Priest admits leaking classified Vatican documents, blames sexual tension

A Spanish priest has admitted he leaked classified Vatican documents to journalists.

Monsignor Angel Lucio Vallejo Balda said he had felt intimidated by a woman he was romantically engaged with.

"Yes, I sent documents to journalists, I handed over a list of five pages with 87 passwords," he told a Holy See court in response to questions from the prosecution.

He said he did it "spontaneously" and was "not fully lucid". He suggested his former colleague Francesca Chaouqui, an Italian PR consultant, had coerced him into leaking the documents by threatening to reveal their relationship.

"I was convinced I was in a situation without exit," he said and claimed his actions were a result of sexual tension and blackmail.

However Chaouqui denied the pair had a sexual relationship.

The two were colleagues on a now-defunct commission appointed by Pope Francis to reform the Vatican's financial holdings.

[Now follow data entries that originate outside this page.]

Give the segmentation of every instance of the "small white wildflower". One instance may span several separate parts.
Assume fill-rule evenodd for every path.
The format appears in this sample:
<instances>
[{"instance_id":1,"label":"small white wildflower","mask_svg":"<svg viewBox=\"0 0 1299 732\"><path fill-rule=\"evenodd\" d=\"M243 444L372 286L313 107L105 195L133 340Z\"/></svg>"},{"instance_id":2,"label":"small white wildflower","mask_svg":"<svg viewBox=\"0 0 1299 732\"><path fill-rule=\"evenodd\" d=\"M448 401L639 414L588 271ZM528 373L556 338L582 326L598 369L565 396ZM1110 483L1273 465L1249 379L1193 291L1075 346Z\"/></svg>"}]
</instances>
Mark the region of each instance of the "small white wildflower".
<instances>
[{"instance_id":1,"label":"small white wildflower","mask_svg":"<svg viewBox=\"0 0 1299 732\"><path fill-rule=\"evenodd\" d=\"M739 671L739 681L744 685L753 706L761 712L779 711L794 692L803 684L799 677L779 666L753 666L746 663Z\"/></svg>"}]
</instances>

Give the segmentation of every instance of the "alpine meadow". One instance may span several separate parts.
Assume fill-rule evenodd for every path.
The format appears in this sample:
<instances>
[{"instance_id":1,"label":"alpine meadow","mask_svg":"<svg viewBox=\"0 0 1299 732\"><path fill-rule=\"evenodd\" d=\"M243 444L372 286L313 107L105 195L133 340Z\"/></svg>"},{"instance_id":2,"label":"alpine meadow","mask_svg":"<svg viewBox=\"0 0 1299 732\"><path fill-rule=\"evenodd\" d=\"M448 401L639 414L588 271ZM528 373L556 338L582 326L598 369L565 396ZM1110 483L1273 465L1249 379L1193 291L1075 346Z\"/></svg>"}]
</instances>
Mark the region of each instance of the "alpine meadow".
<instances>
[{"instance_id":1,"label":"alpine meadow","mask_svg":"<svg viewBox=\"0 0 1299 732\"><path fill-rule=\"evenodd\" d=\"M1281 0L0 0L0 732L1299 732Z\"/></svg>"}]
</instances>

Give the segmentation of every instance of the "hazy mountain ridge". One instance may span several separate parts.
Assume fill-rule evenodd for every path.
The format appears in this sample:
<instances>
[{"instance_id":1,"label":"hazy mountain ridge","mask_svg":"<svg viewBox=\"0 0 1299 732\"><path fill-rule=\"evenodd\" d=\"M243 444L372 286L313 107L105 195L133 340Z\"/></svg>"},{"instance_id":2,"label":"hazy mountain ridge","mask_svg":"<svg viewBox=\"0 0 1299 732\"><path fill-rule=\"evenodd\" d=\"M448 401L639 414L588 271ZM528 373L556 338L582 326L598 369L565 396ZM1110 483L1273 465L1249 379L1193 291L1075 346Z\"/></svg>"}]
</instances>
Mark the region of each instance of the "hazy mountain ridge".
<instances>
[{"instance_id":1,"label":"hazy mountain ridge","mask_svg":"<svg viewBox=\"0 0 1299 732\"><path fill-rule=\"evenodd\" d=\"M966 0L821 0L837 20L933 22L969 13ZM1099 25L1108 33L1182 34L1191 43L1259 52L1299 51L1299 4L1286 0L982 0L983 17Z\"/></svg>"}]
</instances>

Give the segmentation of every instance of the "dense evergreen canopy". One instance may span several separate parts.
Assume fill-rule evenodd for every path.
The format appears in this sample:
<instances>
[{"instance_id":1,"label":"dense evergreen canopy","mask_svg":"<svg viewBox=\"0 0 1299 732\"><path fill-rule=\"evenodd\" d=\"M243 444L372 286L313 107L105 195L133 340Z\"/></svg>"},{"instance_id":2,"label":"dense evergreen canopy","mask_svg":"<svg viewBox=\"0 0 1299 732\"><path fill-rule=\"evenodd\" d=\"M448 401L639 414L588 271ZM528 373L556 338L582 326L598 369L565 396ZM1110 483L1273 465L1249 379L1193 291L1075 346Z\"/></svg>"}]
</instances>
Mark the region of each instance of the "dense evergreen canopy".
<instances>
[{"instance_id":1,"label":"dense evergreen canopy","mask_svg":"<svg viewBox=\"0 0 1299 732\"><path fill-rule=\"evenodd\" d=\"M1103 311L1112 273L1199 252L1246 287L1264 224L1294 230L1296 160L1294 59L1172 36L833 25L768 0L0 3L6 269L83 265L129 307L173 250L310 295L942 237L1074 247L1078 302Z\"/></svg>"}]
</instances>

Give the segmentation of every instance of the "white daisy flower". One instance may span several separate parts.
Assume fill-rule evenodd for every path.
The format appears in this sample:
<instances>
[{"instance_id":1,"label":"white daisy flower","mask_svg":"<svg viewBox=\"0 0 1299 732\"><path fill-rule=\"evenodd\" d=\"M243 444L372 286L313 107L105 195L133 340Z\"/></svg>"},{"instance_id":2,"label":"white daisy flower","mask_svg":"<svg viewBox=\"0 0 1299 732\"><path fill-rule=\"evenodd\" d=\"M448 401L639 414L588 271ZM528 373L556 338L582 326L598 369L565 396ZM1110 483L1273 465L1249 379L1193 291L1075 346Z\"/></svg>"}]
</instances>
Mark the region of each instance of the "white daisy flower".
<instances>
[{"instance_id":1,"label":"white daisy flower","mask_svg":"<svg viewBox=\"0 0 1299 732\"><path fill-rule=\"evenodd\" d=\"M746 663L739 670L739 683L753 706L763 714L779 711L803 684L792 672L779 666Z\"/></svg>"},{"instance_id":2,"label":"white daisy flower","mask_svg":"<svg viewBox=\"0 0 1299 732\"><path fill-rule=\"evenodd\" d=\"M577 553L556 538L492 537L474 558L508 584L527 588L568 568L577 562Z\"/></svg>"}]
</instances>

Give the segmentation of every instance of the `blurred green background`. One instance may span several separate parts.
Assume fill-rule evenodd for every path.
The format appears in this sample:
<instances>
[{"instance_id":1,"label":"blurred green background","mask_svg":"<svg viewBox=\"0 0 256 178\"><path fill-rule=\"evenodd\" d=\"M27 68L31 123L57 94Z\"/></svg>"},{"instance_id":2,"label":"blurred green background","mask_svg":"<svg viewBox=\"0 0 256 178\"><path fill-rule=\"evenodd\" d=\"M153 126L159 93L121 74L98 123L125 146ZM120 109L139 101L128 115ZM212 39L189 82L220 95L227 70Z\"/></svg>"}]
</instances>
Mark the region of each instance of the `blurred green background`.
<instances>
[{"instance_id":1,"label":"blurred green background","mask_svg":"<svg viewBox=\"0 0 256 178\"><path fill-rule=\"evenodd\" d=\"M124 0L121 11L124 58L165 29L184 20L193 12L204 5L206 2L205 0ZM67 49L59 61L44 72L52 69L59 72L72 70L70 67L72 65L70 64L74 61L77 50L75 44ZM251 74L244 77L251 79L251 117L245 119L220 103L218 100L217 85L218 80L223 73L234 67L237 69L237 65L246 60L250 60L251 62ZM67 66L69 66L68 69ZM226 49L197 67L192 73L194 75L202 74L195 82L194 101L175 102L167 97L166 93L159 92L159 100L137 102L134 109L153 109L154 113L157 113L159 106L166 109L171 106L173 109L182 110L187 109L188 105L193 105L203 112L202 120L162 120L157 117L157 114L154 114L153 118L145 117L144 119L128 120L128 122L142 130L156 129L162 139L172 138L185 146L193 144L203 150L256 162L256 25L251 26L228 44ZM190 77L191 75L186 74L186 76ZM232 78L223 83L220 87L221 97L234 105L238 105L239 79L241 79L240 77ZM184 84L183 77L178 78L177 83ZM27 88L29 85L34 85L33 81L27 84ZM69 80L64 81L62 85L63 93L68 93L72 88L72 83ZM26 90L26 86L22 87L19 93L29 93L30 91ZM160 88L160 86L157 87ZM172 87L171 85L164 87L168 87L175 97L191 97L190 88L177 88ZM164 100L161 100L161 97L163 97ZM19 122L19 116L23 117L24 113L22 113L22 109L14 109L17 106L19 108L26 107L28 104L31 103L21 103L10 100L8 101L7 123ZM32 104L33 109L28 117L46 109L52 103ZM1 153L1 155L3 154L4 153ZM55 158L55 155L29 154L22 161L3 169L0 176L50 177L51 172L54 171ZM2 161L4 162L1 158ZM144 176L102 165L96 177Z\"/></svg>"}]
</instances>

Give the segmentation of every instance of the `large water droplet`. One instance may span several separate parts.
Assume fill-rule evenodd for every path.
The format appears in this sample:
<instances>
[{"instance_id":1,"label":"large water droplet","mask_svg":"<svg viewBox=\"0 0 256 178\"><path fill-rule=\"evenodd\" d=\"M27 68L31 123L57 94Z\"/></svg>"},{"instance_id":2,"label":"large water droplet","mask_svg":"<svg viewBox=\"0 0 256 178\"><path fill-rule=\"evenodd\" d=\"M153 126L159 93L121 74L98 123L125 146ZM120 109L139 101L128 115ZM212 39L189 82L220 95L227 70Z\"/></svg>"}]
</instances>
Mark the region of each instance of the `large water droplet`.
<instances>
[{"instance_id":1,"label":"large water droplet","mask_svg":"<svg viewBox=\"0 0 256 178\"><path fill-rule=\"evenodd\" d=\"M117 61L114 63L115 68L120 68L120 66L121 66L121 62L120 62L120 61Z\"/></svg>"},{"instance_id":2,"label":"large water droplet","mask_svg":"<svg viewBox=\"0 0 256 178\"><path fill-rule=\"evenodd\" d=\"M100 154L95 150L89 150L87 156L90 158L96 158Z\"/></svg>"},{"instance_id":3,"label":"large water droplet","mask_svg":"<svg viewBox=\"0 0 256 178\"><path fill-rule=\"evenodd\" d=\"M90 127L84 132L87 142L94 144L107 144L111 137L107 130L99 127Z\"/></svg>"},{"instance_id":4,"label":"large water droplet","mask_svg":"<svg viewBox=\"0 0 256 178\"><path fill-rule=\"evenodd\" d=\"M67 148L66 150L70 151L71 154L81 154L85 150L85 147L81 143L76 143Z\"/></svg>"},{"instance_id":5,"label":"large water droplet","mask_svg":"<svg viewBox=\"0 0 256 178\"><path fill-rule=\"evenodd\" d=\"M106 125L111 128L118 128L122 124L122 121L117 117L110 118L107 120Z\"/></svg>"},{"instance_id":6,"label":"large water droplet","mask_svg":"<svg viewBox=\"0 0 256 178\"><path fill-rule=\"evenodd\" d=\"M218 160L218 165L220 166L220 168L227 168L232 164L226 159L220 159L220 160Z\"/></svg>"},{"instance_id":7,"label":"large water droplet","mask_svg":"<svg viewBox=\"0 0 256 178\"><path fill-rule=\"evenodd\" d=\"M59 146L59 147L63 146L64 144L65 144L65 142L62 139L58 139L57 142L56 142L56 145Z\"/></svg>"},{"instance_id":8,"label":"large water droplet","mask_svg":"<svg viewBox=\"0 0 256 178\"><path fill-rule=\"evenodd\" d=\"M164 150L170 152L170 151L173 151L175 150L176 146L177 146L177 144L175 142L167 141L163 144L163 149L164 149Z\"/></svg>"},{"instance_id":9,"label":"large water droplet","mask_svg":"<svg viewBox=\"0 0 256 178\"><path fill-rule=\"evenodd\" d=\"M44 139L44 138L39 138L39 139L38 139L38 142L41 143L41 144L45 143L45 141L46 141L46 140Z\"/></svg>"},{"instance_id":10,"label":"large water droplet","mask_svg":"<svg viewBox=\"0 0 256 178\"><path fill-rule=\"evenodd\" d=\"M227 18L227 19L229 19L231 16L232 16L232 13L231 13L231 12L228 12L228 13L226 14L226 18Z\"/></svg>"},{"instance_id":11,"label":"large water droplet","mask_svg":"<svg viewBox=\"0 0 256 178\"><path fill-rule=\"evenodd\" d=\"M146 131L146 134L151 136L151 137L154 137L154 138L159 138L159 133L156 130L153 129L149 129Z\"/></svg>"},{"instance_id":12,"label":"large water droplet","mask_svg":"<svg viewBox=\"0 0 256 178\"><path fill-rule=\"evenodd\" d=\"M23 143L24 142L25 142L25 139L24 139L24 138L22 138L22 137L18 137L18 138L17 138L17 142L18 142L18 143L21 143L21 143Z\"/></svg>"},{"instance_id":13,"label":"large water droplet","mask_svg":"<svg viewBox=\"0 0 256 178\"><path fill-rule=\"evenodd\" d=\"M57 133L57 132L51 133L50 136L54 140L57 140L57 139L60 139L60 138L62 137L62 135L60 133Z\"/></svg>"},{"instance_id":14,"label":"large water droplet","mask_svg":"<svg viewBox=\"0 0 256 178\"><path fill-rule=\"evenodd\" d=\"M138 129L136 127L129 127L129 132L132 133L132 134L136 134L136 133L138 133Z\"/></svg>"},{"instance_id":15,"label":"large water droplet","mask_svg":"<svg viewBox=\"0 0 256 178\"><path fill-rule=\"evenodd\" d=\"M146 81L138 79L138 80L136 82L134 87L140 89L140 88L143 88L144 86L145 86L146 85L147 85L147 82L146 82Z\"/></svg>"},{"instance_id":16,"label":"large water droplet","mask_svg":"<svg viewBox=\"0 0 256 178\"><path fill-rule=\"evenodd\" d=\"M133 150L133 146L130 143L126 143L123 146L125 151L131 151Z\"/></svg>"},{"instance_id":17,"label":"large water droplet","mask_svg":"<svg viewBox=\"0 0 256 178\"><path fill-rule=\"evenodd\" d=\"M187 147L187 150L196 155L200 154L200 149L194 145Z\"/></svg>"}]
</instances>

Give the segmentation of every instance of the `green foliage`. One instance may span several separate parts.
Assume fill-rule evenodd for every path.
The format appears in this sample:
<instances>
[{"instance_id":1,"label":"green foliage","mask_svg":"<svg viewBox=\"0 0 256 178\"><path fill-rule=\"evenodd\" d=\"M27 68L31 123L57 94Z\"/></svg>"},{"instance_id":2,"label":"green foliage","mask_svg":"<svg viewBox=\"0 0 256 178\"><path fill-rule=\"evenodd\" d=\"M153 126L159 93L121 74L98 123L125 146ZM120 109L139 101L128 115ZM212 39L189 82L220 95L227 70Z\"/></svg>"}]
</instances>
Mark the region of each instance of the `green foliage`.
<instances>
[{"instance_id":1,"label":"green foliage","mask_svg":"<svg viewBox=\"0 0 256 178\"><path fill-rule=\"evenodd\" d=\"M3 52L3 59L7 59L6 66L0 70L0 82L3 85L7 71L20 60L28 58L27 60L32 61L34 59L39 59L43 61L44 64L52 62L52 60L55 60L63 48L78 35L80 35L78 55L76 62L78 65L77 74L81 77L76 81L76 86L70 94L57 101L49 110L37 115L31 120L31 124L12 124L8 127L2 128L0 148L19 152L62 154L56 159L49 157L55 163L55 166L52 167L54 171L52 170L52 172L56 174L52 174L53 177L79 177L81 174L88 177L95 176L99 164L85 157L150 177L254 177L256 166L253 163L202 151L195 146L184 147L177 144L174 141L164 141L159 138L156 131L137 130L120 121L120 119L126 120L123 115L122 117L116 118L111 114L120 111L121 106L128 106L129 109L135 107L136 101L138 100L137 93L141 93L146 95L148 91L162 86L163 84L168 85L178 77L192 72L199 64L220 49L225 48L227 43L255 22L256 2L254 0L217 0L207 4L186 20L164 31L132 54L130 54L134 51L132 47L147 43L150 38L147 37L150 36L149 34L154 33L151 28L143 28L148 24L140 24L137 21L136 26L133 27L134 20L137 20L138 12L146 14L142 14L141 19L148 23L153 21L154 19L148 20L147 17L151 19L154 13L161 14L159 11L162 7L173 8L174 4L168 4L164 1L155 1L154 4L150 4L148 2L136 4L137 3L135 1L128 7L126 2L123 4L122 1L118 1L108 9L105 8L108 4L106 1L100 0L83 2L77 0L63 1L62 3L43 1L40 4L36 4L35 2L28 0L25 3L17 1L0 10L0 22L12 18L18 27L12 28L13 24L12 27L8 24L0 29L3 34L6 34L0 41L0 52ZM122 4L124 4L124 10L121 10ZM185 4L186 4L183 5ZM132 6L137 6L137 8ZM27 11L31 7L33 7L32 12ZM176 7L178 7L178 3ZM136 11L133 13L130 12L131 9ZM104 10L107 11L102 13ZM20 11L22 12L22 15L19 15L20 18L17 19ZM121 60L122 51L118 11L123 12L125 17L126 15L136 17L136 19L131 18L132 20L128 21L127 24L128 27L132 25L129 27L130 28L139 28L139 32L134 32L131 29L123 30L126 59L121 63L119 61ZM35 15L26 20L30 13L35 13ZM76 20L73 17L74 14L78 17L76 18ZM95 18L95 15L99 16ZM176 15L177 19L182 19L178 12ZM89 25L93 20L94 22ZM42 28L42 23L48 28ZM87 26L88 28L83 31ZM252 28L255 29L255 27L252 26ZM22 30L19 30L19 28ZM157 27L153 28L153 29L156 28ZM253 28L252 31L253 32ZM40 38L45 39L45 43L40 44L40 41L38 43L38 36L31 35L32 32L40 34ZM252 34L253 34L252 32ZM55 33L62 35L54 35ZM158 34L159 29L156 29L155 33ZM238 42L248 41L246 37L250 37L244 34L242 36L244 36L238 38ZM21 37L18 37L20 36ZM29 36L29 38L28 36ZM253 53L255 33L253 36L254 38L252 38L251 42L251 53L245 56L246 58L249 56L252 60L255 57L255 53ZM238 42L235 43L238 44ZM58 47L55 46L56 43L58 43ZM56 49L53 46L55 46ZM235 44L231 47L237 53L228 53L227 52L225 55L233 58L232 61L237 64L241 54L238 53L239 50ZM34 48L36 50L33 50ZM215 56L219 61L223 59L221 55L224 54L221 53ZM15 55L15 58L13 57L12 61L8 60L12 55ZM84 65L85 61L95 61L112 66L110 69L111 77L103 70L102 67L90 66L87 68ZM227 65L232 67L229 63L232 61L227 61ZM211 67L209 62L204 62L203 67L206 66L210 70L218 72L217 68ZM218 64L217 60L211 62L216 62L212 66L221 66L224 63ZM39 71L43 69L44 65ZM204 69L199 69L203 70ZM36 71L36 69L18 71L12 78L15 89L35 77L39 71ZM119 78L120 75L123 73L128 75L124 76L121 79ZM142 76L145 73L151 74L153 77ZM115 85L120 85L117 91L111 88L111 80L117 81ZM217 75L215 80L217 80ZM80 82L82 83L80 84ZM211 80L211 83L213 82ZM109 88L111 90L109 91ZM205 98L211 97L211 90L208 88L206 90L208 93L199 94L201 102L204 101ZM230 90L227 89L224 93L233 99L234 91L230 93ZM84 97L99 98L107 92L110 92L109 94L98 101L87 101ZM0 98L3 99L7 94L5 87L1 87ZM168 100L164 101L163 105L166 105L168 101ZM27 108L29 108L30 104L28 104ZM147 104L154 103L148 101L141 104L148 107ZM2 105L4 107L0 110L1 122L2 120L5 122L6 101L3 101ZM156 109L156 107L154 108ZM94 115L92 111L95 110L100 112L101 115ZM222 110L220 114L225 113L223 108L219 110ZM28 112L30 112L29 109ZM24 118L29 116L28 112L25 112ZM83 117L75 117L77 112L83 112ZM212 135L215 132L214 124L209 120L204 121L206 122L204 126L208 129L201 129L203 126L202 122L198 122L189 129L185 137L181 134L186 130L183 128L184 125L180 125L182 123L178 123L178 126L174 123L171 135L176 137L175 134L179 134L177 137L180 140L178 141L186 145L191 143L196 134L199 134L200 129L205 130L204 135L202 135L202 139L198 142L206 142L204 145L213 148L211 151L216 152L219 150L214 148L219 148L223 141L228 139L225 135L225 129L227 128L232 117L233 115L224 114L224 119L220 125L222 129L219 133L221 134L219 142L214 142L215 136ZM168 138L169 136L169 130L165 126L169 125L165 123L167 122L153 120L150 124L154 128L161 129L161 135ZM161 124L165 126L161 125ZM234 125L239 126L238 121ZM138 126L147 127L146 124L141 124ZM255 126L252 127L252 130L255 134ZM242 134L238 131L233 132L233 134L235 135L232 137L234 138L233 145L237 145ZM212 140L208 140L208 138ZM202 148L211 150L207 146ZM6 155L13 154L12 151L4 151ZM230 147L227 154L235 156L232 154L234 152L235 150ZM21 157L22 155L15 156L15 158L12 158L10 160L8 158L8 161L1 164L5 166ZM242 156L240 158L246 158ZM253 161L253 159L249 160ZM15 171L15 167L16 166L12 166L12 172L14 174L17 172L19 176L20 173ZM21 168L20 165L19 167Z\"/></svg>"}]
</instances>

They are now at the centre of a controversial trial, known as Vatileaks II, which resumed on Monday. The case surrounds two books which came out last year and depict the Holy See riddled with corruption and scandal. The books are based on leaked information and could see five people, including two journalists, Gianluigi Nuzzi and Emiliano Fittipaldi, imprisoned under the Vatican's anti-leaks legislation.

The laws were hastily introduced after the first Vatileaks scandal in 2013 centred on secrets revealed by the former butler of the now-retired Pope Benedict XVI.

Balda spent two months in a police cell last year before being transferred to house arrest before Christmas. However he was sent back to Vatican jail after it emerged he used a mobile phone to communicate with others while under house arrest.